I want to solve a problem that is I have a Prolog list of elements. If the any of the element frequency is greater than N
then false is return. My expectation like below.
?- frequency([1,2,2,2,5],3).
true.
?- frequency([1,2,2,2,2,5],3).
false.
I have a code for get particular element frequency. Any idea for the problem.
count(_, [], 0) :-
!.
count(X, [X|T], N) :-
count(X, T, N2),
N is N2 + 1.
count(X, [Y|T], N) :-
X \= Y,
count(X, T, N).
Use clpfd!
:- use_module(library(clpfd)).
If we build on auxiliary predicate list_counts/2
, we can define frequency/2
like this:
frequency(Es, M) :-
list_counts(Es, Xss),
maplist(arg(2), Xss, Zs),
maplist(#>=(M), Zs).
Sample queries:
?- frequency([1,2,2,2,5], 3).
true.
?- frequency([1,2,2,2,2,5], 3).
false.
Thanks to clpfd we can ask quite general queries—and get logically sound answers, too!
?- frequency([A,B,C], 2).
A=B , dif(B,C)
; A=C , dif(B,C)
; dif(A,C), B=C
; dif(A,B), dif(A,C), dif(B,C).
You can first try to think about the most "cheap" (in terms of writing) way you could attack such a problem. I usually try to figure out how I would do it with standard command line tools. For example, to find the occurrences of all lines in a text file named foo
, one would write (in Bash):
sort foo | uniq --count
You can read the manuals, but here is one example run:
$ cat foo
a
b
b
b
c
d
d
a
b
d
c
$ sort foo | uniq --count
2 a
4 b
2 c
3 d
Now, one way to ask "is there any line that has a count above 3?" is to use awk
like this:
sort foo | uniq --count | awk '{ if ($1 > 3) exit(1) }'
(I am sure there are cleverer ways, too.)

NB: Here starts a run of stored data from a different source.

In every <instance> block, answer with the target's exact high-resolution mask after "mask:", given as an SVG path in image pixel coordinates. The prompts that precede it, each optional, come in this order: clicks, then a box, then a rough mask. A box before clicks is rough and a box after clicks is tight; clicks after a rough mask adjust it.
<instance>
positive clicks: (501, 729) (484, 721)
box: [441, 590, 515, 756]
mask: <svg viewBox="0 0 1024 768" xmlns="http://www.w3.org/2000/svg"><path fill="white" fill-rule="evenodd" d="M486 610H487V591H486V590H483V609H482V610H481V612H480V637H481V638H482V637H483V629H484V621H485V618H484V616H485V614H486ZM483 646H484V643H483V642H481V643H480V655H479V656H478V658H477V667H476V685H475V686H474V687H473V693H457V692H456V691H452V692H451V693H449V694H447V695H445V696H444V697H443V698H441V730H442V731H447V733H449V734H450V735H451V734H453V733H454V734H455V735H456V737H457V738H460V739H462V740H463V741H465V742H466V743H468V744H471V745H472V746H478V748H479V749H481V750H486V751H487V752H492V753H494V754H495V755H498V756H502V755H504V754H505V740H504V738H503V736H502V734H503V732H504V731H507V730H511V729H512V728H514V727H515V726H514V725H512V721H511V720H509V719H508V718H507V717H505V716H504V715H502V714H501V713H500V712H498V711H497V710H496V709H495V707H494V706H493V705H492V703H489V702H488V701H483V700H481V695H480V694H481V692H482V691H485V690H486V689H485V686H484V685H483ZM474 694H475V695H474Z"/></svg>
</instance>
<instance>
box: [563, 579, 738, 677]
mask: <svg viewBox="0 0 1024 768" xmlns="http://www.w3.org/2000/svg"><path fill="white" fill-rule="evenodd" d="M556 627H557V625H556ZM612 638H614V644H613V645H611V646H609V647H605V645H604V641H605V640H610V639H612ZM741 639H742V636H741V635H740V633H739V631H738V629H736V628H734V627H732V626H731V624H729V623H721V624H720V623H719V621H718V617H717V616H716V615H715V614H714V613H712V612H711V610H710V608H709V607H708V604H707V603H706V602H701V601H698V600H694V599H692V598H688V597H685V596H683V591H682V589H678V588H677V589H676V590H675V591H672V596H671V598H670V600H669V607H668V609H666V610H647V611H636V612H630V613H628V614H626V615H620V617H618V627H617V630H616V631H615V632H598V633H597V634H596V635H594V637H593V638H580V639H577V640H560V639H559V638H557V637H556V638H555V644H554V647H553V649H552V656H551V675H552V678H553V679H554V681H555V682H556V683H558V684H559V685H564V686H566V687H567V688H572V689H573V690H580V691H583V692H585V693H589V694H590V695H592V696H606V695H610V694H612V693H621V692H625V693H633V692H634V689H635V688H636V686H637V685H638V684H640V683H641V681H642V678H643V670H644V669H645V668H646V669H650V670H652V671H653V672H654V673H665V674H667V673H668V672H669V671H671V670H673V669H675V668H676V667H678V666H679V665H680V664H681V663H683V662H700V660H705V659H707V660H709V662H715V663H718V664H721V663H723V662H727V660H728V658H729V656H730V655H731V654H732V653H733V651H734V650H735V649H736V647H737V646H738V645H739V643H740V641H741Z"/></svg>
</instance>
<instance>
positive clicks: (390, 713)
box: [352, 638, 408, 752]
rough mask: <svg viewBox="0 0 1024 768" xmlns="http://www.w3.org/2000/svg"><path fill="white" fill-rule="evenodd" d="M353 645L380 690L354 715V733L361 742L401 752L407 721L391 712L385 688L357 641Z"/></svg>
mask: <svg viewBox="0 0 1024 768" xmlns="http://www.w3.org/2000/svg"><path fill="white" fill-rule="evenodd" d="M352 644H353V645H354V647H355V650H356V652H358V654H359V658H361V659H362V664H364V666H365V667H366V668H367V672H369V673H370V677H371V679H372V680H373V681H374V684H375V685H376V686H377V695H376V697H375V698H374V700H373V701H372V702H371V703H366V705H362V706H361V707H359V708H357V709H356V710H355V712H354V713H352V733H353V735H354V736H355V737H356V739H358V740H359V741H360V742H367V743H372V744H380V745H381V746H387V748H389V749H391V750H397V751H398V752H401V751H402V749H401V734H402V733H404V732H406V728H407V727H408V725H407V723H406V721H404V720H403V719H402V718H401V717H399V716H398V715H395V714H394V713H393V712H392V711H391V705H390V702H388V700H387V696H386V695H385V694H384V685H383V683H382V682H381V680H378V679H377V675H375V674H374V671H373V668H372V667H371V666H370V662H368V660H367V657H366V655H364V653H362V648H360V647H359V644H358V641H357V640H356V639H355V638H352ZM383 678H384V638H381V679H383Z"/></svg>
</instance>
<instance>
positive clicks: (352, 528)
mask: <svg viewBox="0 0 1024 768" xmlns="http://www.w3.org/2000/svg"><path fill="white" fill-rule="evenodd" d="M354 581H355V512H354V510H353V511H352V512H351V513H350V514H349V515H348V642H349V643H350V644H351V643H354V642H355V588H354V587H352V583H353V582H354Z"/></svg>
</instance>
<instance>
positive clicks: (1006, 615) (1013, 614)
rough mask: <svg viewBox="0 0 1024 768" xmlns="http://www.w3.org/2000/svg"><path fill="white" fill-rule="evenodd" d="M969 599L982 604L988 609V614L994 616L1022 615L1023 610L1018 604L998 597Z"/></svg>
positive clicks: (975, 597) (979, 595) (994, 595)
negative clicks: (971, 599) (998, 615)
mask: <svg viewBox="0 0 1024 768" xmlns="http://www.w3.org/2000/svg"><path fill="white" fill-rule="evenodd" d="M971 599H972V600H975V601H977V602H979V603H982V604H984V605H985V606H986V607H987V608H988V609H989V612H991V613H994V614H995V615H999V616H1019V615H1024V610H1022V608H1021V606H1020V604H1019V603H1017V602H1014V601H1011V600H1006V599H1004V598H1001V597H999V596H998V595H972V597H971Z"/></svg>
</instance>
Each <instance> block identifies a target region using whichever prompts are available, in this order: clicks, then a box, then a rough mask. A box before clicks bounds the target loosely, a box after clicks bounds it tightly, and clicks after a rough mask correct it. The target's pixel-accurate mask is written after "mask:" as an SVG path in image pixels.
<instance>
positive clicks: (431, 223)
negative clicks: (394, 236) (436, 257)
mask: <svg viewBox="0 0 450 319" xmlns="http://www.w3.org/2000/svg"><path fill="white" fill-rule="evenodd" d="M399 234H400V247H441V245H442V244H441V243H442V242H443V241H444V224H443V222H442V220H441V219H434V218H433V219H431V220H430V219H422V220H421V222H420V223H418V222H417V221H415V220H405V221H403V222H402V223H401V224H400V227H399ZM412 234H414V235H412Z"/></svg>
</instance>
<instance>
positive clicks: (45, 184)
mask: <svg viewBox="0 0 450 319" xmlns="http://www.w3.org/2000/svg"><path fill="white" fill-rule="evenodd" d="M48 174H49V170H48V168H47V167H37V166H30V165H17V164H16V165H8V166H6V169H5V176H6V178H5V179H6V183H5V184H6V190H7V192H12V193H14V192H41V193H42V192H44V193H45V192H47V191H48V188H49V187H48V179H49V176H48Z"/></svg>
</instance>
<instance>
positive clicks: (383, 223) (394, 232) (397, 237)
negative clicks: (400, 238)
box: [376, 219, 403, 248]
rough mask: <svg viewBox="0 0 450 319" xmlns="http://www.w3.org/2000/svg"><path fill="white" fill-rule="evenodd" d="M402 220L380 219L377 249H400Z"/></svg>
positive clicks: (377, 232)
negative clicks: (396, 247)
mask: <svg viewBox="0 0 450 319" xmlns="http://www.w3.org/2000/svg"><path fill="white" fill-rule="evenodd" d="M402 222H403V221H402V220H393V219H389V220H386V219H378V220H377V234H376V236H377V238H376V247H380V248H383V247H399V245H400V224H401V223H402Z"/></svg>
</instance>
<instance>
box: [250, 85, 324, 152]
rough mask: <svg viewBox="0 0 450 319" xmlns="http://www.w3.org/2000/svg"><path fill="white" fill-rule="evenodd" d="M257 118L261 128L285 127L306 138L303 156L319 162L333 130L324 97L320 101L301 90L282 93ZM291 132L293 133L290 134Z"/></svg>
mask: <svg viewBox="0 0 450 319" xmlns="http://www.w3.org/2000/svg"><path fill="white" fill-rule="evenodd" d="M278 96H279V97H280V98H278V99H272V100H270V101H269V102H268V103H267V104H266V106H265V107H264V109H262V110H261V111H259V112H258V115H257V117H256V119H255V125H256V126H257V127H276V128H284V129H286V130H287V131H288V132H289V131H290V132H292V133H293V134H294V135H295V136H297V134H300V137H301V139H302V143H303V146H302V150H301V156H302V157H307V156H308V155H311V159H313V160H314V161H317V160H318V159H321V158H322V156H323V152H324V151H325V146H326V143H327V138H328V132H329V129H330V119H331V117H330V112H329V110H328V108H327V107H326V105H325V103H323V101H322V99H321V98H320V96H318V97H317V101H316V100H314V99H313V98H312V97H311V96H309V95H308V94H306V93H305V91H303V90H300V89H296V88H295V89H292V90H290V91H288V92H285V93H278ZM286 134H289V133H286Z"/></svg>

With the above file, you get:
$ sort foo | uniq --count | awk '{ if ($1 > 3) exit(1) }'
$ echo $?
1
$ sort foo | uniq --count | awk '{ if ($1 > 4) exit(1) }'
$ echo $?
0
Alright, so how does that help you with Prolog? Well, one easy way to emulate a pipeline like this:
foo | bar | baz # etc
is to write in Prolog a conjunction like this:
foo(In, X0), bar(X0, X1), baz(X1, X2) % etc
Back to your problem: you can use msort/2
(or however a stable sort predicate is called in the implementation you are using). Then, you need to count runs of the same element. In SWI-Prolog at least you have group_pairs_by_key/2
. You could use it for example as follows (together with the other predicates in the same library, you can see the code at the same link):
pairs_keys_values(Pairs, Sorted, Sorted),
group_pairs_by_key(Pairs, Grouped),
pairs_values(Grouped, Runs),
maplist(length, Runs, Counts)
At that point, you have the number of occurrences of each element in Sorted
in Counts
(a bit more verbose than uniq --count
, admittedly), and you just need to check if any of these is above your limit. To do something very similar to the awk
invocation above in Prolog:
maplist(=<(3), Counts)
Disclaimer: this is just one way to approach the problem. I decided to type it out because it shows that you rarely need to write much code yourself if you know what tools are already available to you.
Edit
It is of course unnecessary to use group_pairs_by_key/2
; however, it is very useful to know about it, which is why I linked the implementation. For this problem, it would be enough to do a stable sort, followed by a predicate that simply counts the number of consecutive occurrences of the same element, and only succeed if all such runs are not longer than the limit. The basic structure of a predicate that does that is the same as group_pairs_by_key/2
.
What is about this code...
frequency(L,N):-getall(L,L1), max_member(A,L1),A=<N.
getall([],[]).
getall(L,N):-append([],[X1|T],L),count(X1,L,N1),getall(T,N2),append([N1],N2,N).